La narratrice/auteure livre ses réflexions sur le livre en cours, la littérature et l'existence. Elle entrecoupe sa confession – car c'en est une – de l'histoire de Sébastien et Eléonore van Milhem, frère et soeur, beaux et blonds, mille fois conscients de leurs charmes, indifférents à tout ce qui n'est pas eux, prêts à payer de leur personne sans jamais s'attacher, mais dans le but avoué et assumé de goûter un peu plus de luxe et de facilité.

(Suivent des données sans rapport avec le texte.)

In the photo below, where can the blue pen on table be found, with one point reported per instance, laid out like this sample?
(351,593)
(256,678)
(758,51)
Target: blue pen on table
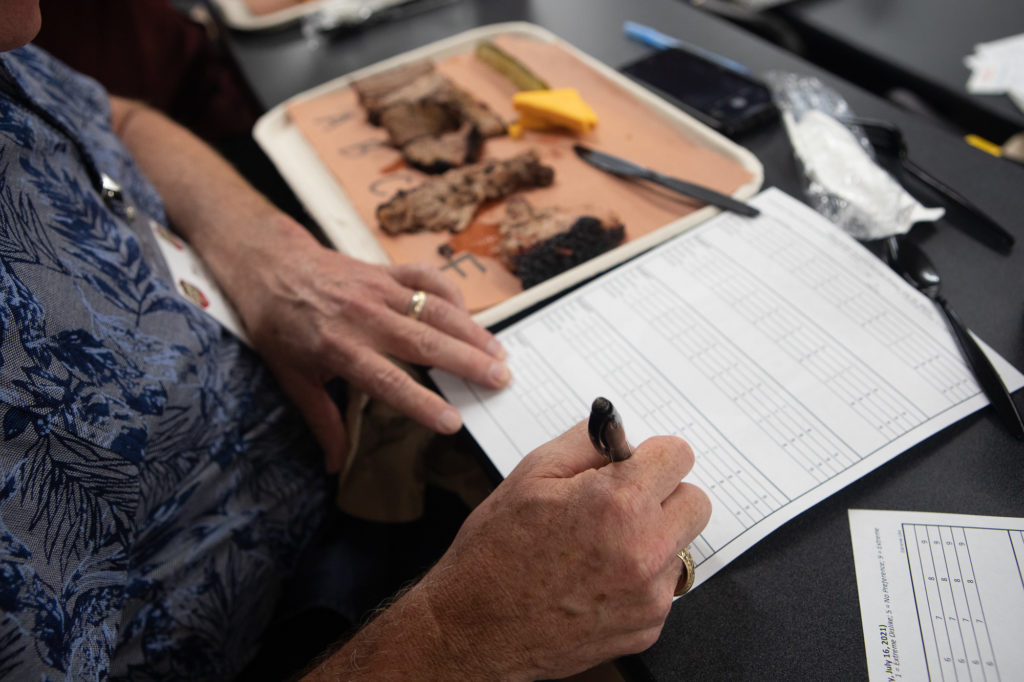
(658,40)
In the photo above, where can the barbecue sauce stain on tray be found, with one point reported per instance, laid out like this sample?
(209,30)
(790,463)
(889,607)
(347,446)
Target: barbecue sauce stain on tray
(397,165)
(480,239)
(628,127)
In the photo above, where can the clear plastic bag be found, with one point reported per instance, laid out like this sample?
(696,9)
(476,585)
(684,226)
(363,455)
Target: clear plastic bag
(843,181)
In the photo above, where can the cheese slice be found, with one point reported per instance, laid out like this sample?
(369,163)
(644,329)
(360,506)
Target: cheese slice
(554,108)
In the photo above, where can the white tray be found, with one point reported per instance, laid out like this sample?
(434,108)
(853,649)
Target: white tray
(327,203)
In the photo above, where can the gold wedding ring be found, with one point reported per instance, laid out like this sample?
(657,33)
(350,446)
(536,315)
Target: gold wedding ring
(689,572)
(416,304)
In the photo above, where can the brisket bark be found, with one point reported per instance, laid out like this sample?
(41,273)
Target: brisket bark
(451,201)
(436,155)
(537,245)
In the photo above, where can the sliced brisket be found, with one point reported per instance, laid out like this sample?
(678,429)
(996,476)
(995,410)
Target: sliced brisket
(540,244)
(451,201)
(436,155)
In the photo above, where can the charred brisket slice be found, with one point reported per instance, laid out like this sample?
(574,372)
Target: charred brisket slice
(436,155)
(467,109)
(372,88)
(451,201)
(417,89)
(430,85)
(409,120)
(539,245)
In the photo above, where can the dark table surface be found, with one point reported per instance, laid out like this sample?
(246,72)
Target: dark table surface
(918,45)
(787,608)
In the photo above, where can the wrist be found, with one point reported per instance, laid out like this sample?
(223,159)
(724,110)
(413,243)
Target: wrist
(247,260)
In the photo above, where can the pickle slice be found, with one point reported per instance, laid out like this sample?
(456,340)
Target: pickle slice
(509,67)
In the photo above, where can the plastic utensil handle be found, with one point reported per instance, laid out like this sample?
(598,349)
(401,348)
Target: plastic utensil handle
(702,194)
(986,375)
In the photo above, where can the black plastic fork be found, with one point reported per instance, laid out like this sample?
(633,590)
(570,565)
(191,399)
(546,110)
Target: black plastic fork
(888,139)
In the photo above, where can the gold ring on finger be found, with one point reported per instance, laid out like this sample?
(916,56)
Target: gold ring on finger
(685,581)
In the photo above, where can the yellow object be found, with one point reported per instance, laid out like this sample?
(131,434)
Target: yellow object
(984,144)
(544,109)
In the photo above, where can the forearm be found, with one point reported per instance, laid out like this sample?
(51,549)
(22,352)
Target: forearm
(206,200)
(411,640)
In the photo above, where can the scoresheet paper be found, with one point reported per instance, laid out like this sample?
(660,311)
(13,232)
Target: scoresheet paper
(791,358)
(941,595)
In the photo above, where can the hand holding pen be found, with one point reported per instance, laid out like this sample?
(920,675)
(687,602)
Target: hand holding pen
(608,437)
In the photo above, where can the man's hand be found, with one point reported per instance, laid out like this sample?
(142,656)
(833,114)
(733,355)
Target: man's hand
(314,314)
(569,562)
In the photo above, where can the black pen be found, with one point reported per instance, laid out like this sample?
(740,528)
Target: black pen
(606,432)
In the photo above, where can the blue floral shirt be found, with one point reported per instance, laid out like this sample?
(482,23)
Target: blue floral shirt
(155,486)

Ce texte dévoile toute la fragilité d'une auteure sur le fil. Elle a beau dire qu' « il n'y aura aucun élément autobiographique » (p. 19), on ne peut s'empêcher de penser qu'on lit ici une autobiographie douloureuse, comme certains portraits à l'oreille coupée. Et ne sont-ils pas tout aussi fragiles ses personnages ? Sébastien ne peut vivre sans « Eléonore, son bel oiseau, sa soeur, sa complice, le grand amour de sa vie. » (p. 26) Eléonore se repose sur son frère. Tour à tour pourvoyeurs des désirs de l'autre, les van Milhem forment un couple des plus ambigus, au-delà même de l'inceste, terme trop vulgaire pour illustrer leur relation d'exclusivité et d'infidélité.

Il n'y a de van Milhem que par Sagan, mais qu'aurait dit Sagan sans les van Milhem ? Ce couple superbe, parasite adoré des riches et des prétentieux, est l'aboutissement d'une écriture. Quand Françoise Sagan se demande pourquoi écrire, elle couche sur le papier Eléonore et Sébastien. Ni projection d'elle-même, ni fantasme, ils sont précisément les motifs d'une réflexion intime et littéraire.

Ce récit hybride est très court et cette brièveté même lui confère un cinglant salutaire. Si l'auteure avait davantage prolongé ses aveux et différé les méfaits cruels des van Milhem, le texte serait devenu un poncif, une méchante mise en scène du monde. Ici, on a simplement soulevé un rideau, jeté un regard furtif et, finalement, détourné les yeux. Mais quel plaisir dans ce regard coupable !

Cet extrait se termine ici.